Partly in response to such criticisms, the PSI changed its direction in 2010, starting a new phase: PSI:Biology, which directed four centres to work on structures that biologists believe to be particularly important. Almo’s group, for instance, is now investigating proteins involved in the immune system, to look for molecules that could be useful as drugs or drug targets. He is disappointed that the PSI is shutting down just as the new phase is becoming productive. “We have a unique resource and we’re in the position to start applying this in a powerful way,” he says.

But Stefano Bertuzzi, executive director of the American Society for Cell Biology in Bethesda, says that the NIGMS has made the right decision. He thinks that it is better to make strategic cuts that eliminate entire programmes than to trim all projects and debilitate everyone.

Put a stake through its heart, bury it in a coffin filled with its native soil.

That approach also suits Story Landis, director of the National Institute of Neurological Disorders and Stroke (NINDS) in Bethesda, which has already instigated such changes. In 2009, NINDS could guarantee funding for only the top 9% of grant applications it received. So, Landis says, the institute began taking a close look at big, long-running legacy projects that had begun around 2000, and ended about 15 that were unproductive or outdated. This has saved the institute some $30 million in the past four years. Ending ineffective clinical trials saved another $92 million. NINDS now guarantees funding for 14% of grant applications.

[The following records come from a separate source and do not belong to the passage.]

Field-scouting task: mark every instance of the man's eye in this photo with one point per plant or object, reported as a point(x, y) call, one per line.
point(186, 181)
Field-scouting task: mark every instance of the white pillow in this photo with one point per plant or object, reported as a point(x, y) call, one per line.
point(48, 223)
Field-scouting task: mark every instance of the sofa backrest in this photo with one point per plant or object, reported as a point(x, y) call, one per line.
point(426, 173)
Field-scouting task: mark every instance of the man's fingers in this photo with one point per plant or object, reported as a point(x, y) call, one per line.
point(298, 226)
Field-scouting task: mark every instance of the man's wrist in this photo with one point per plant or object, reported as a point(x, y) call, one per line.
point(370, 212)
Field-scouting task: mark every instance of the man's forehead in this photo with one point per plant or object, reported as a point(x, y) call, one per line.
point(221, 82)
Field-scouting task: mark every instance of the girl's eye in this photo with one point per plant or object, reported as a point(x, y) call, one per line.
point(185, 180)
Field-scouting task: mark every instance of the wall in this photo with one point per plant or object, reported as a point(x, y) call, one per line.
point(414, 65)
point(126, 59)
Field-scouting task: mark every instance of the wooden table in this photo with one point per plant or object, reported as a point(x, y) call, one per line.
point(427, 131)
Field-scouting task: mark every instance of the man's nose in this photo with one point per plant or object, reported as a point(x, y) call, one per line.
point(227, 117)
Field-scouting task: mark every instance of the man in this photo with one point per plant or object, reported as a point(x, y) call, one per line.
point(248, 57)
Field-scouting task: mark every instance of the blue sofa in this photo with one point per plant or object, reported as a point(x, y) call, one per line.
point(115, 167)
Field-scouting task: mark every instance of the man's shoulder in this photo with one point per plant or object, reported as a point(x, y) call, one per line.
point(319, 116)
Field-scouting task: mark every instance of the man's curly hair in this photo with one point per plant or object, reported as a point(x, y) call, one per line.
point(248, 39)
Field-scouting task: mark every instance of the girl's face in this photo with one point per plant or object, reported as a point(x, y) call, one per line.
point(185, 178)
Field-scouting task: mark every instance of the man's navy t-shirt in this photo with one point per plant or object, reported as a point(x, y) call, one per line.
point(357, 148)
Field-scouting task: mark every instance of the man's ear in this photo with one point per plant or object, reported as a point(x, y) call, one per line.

“The issue wasn’t big science, it’s more making sure that we manage our dollars effectively,” says Landis. Indeed, NINDS will not be abandoning big projects any time soon: the controversial BRAIN Initiative, which aims to develop technologies to map neural circuits, could draw $40 million in NIH money in 2014 — much of it from NINDS.

Still, a tight budget does seem to be enforcing higher standards among big projects being started across the NIH (see D. Sarewitz Nature 502, 595; 2013). That is as it should be, says former NIGMS director Jeremy Berg, now director of the Institute of Personalized Medicine at the University of Pittsburgh in Pennsylvania. Berg does not believe that more money necessarily produces better science: in 2010, he performed an analysis which found that middle-sized labs with moderate funding are the most productive (see Nature 468, 356–357; 2010).

Yet Berg does not want big science to disappear. There will always be problems that can be solved only by large initiatives, he says — such projects just have to have clear and relevant goals. “My strong feeling is that the NIH’s goal is to try to facilitate the NIH mission, which is improving the nation’s health,” he says. “It’s not a jobs programme for scientists.”

Lorsch says that more changes can be expected at the NIGMS in the coming year, but he stresses that it will not be a battle between big science and little labs. “People set up a dichotomy of investigator-initiated projects versus team science, but that’s not the contrast we’re making,” he says. And there could be room for growth in a medium-sized category. Lorsch says that the NIGMS is looking at new funding mechanisms, such as grants with multiple principal investigators and ‘supergroups’ composed of scientists from different fields.